Friday, April 26, 2013

the kitchen floor is dirty

This is not news. This is everyday life. It strikes me as painfully ironic that when you most need your kitchen floor to be clean enough to eat off of (there's no way to put that phrase that doesn't end in a preposition), there is no way you can get it that way, much less keep it that way. So the dirt sticks to the raisin that falls on the floor, and before you've realized that the 9-year-old has dropped raisins on the floor, the not-quite-2-year-old has eaten three of them.

That's life.

The children don't seem to mind. Lucy doesn't care if the bottoms of her socks (or feet) look like she's been walking around outside, and the boys would probably rather I not scrub the floor. I mean, when the floor is clean (for the whole 5 minutes it stays that way), they have to be obsessive about taking muddy shoes off at the door.

In fact, now that I think about it, the children would all probably prefer that I leave the house untidy and not bother too much about the floors. The main result of it, from their point of view, is that then I am far more likely to ask them to pick up toys when they've finished playing, and way more likely to recoil in horror if they walk into the house in muddy shoes. (And, as this is England in spring, muddy shoes are pretty much the order of the day...) Dusting would be ok, and cleaning the bathrooms doesn't disrupt them too much.

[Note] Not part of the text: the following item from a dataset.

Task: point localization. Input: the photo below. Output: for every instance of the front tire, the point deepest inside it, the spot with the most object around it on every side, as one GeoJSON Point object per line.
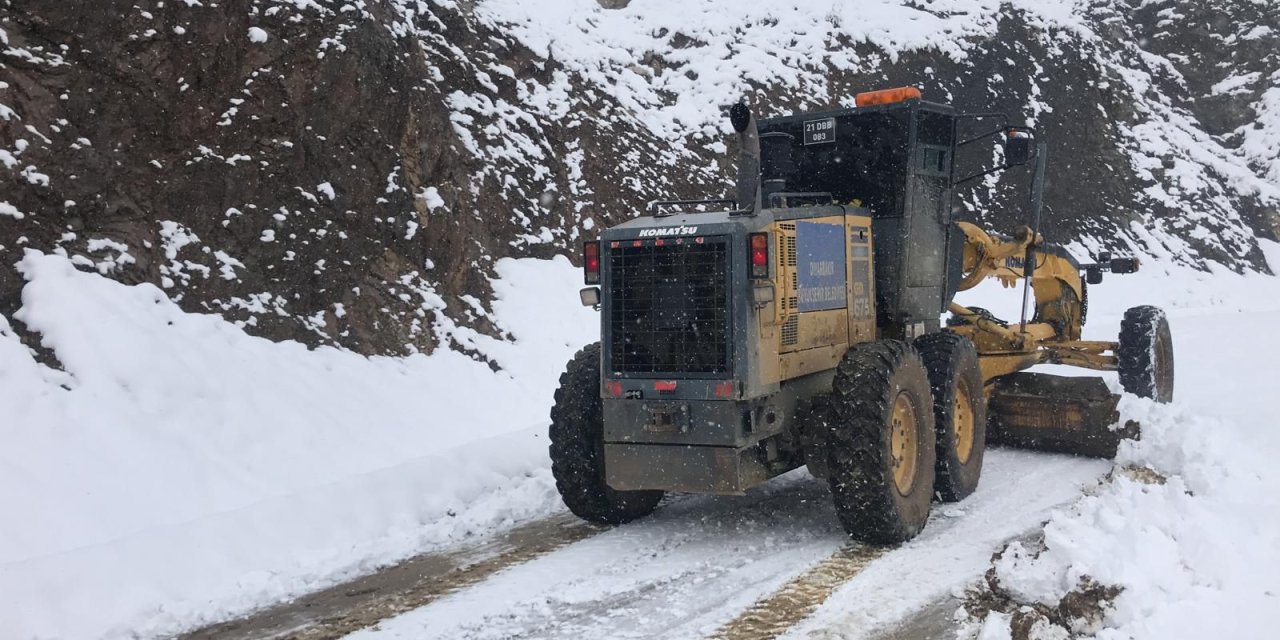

Then again, maybe I should just go for a walk.


Wednesday, April 17, 2013

Baked beans go with everything

I admit that this isn't news. Not a 'current event' of the sort that bored me as a teenager. Truth may be stranger than fiction, but I always found fiction more compelling at that age. I suppose that what I am about to post is the former: truth, stranger than fiction. Or at least I find it so, since I am from Southern California, where baked beans go with hot dogs and hamburgers, next to the coleslaw.

Here, in England, beans go with a lot more things. Toast, for example. Baked beans on toast is one of my kids' favorite things, especially with soft boiled eggs. If you're British, you probably don't find that odd. (Then again, you might--my British husband doesn't like eggs, so he's not a reliable source.) I don't mind. It makes the kids easy to please when their dad is away. They think it's a treat.

And then there are those intercultural moments in our house, when baked beans find their way onto plates with really odd pairings. Today, it's enchiladas. One of Iain's very favorite meals is enchiladas with baked beans. It still disturbs me slightly. I stick with refried beans, which are the fitting accompaniment to enchiladas.

Green enchiladas aren't something you find much in Durham. Maybe not at all. The Central American proprietor of Salsa y Sabor (next to the bus station) does the green salsa. I was going to post the recipe (and probably will eventually), but now it's time to eat.